Les inhibiteurs de tyrosine kinase, avec l’imatinib pour chef de file, ont révolutionné la prise en charge des patients atteints de LMC et leur espérance de vie se rapproche aujourd’hui de celle de la population générale. Une réponse moléculaire complète durable peut être obtenue et pose la question de l’arrêt des traitements. Cependant les conditions de cet arrêt ne sont pas clairement définies. L’étude européenne EURO-SKI, soutenue par l’Institut National du Cancer (INCa) et la fondation European Leukemia Net (ELN) est actuellement en cours. Elle représente le plus large essai ayant suivi des patients au niveau moléculaire après arrêt de traitement et vient de rendre ses premiers résultats dans The Lancet Oncology.

Méthodologie

Cet essai non randomisé et réalisé en ouvert a inclus des sujets atteints de LMC issus de 61 centres européens (11 pays). Pour être éligibles, les patients devaient être adultes (≥18 ans), en phase chronique de leur pathologie, avoir reçu des ITK durant au moins 3 ans sans échec de traitement et être en réponse moléculaire profonde depuis au moins 1 an. Celle-ci était définie par des taux d’ARNm BCR-ABL1 détectables mais ≤0,01% sur l’échelle internationale ou indétectables en présence d’au moins 10.000 transcrits ABL1 ou de 24.000 GUS.

Résultats

  • Lors de l’analyse, une évaluation moléculaire a pu être réalisée sur 755 patients en réponse moléculaire profonde (RMP) depuis au moins 1 an, avec une durée de suivi moyenne de 27 mois.
  • Parmi ces patients, la moitié (49%) ont perdu leur réponse moléculaire majeure (RMM) après l’arrêt des ITK (critère principal).
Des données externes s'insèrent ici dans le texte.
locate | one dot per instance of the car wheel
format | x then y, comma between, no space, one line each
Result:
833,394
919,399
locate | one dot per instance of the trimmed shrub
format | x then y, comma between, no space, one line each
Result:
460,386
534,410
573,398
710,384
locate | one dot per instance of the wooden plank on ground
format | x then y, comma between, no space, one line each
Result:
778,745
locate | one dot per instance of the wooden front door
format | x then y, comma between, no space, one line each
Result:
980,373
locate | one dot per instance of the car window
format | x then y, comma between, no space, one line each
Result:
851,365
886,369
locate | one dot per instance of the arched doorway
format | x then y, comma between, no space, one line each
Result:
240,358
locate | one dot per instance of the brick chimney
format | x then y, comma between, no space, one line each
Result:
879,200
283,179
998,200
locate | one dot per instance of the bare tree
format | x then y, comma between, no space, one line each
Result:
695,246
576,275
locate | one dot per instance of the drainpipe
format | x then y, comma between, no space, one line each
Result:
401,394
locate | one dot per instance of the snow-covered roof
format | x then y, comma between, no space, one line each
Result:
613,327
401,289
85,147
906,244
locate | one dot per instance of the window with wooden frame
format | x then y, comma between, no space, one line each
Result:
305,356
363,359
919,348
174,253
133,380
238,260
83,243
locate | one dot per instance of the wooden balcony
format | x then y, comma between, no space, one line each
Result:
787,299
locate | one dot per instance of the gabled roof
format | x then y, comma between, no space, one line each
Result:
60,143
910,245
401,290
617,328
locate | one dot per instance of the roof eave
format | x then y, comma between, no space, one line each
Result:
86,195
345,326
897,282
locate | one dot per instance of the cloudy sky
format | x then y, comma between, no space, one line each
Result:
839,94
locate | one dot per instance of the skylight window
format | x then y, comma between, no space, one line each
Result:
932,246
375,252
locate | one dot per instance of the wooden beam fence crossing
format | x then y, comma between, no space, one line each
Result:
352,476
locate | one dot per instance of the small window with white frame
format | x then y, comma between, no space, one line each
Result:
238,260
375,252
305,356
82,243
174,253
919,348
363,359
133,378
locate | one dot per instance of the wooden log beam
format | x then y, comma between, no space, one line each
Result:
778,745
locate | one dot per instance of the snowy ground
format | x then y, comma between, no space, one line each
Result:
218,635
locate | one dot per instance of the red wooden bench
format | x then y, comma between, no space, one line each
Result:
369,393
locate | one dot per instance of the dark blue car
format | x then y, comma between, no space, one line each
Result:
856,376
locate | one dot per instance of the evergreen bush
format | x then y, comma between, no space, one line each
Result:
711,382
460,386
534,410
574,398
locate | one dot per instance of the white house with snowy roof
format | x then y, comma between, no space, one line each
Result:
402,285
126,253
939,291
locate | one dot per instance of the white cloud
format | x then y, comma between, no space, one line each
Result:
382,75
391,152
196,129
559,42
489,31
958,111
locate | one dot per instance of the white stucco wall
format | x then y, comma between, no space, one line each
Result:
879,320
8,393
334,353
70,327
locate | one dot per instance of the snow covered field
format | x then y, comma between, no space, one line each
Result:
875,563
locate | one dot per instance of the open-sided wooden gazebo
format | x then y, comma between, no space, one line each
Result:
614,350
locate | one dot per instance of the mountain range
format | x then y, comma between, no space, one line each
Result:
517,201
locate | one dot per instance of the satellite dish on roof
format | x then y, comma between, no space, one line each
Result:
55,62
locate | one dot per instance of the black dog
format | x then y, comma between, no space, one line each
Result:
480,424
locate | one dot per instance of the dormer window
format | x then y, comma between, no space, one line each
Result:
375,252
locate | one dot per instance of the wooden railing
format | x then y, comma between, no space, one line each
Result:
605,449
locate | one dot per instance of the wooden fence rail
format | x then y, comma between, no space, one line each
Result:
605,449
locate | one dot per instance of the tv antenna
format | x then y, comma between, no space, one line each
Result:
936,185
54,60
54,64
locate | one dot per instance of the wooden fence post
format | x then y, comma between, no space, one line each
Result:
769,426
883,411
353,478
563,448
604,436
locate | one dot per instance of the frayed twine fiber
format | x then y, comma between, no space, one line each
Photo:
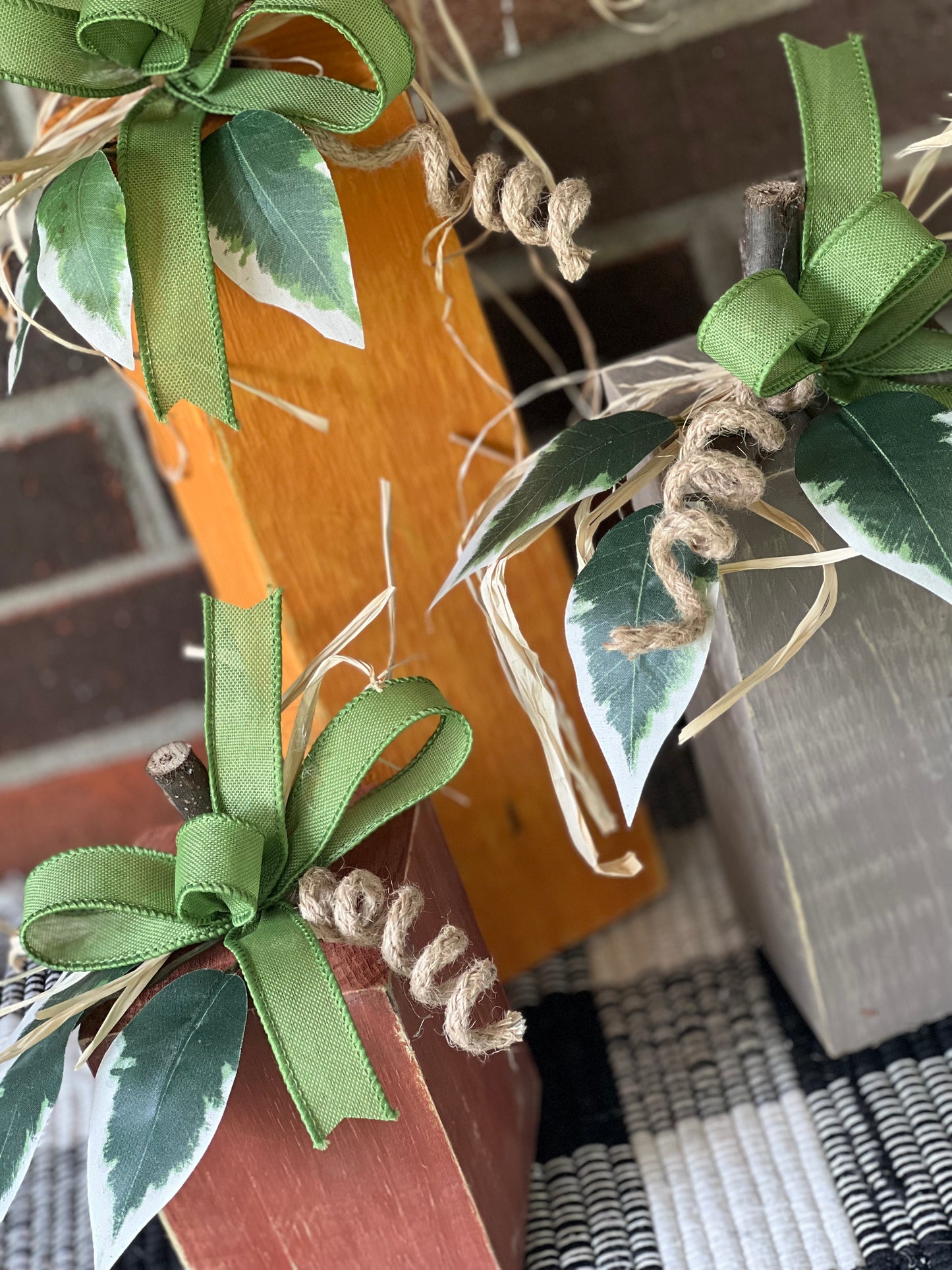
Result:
723,479
358,909
501,200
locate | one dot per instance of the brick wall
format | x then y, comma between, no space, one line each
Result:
99,591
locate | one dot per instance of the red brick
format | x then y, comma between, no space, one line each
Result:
101,661
105,805
64,505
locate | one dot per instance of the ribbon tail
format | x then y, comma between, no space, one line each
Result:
311,1033
173,277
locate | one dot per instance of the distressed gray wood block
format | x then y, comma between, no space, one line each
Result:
831,785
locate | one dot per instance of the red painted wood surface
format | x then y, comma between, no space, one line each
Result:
443,1186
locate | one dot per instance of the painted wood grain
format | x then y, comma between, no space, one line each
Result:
282,504
831,785
443,1185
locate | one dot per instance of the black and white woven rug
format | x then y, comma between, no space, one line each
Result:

La perte de RMM se produisait plus souvent (80% des cas) au cours des 6 premiers mois.
  • Alors qu’ils étaient en RMM, 1% d’entre eux sont décédés pour des raisons indépendantes de leur LMC, et 2% ont redémarré un ITK. 1% des patients sont décédés en phase chronique de leur maladie suite à la perte de leur RMM et le redémarrage d’un ITK, mais sans que le décès puisse être attribué à leur LMC et enfin, et moins de 1% des patients ont perdu leur RMM malgré la reprise d’ ITK. 
  • In fine, le taux de survie sans rechute a été de 61% mesuré à 6 mois et de 50% à 24 mois.
  • L’analyse des facteurs pronostiques de RMM à 6 mois, menée sur un échantillon de 405 patients ayant reçu de l’imatinib en première ligne de traitement, a montré qu’une plus longue durée de traitement ou de RMP avant arrêt de l’ITK était associée à des chances accrues de conserver une RMM à 6 mois : OR de 1,14 [1,05-1,23] (p=0,0010) et de 1,13 [1,04-1,23] (p=0,032) respectivement. Des seuils minimums de 5,8 ans pour la durée de traitement et de 3,1 ans pour la durée de RMP ont pu être définis.
  • La probabilité de survie sans rechute à 6 mois était également augmentée en cas de prétraitement par interféron durant plus de 1,5 an. En revanche, l’ITK utilisé en première ligne de traitement n’affectait pas les résultats.
  • Il n’y a par ailleurs pas eu d’effets indésirables graves liés à l’arrêt du traitement.